Statistical analysis

Statistical analysis was performed using the SPSS 22.0 statistical software package (IBM, NY, USA). Two-thirds of the cases were randomly assigned into the modeling group and one-third into the validation group. Mean ± standard deviation was used for quantitative data with normal distribution. Skewed distribution used quartile and qualitative data that were expressed as rate and composition ratio. χ2 test was used for the hypothetical testing data in the modeling group, and variables with P < 0.1 and without significant correlation were selected for a multivariable analysis51. After applying logistic regression analysis model, a backward stepwise regression was performed. Subsequent variables with P < 0.05 were selected, and variables with P > 0.1 were excluded according to the results of partial likelihood ratio test. Finally, regression equation and regression coefficients of independent variables were obtained. The selected variables in the logistic regression model were divided by minimum regression coefficient to get a score for each variable in an integer, thereby establishing the predictive scoring system of CNM in PTC. The consistency of risk assessment was assessed using Hosmer–Lemeshow goodness-of-fit test, in which P > 0.05 was considered as a good model consistency50. The receiver operating characteristic (ROC) curve was used to evaluate discrimination ability of the prediction model and its scoring system.

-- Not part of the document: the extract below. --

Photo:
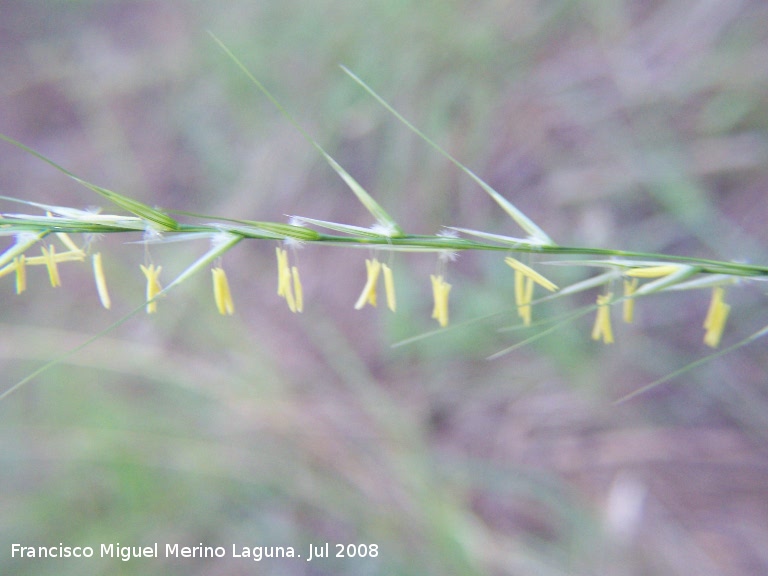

An appropriate cutoff value was selected to calculate the sensitivity, specificity, positive predictive value (PPV), negative predictive value (NPV), positive likelihood ratio (PLR), and negative likelihood ratio (NLR) of the model. A logistic regression analysis in the validation population group was performed using the Enter method to evaluate the diagnostic efficiency of the predictive model (as mentioned earlier) and verify its clinical diagnostic value.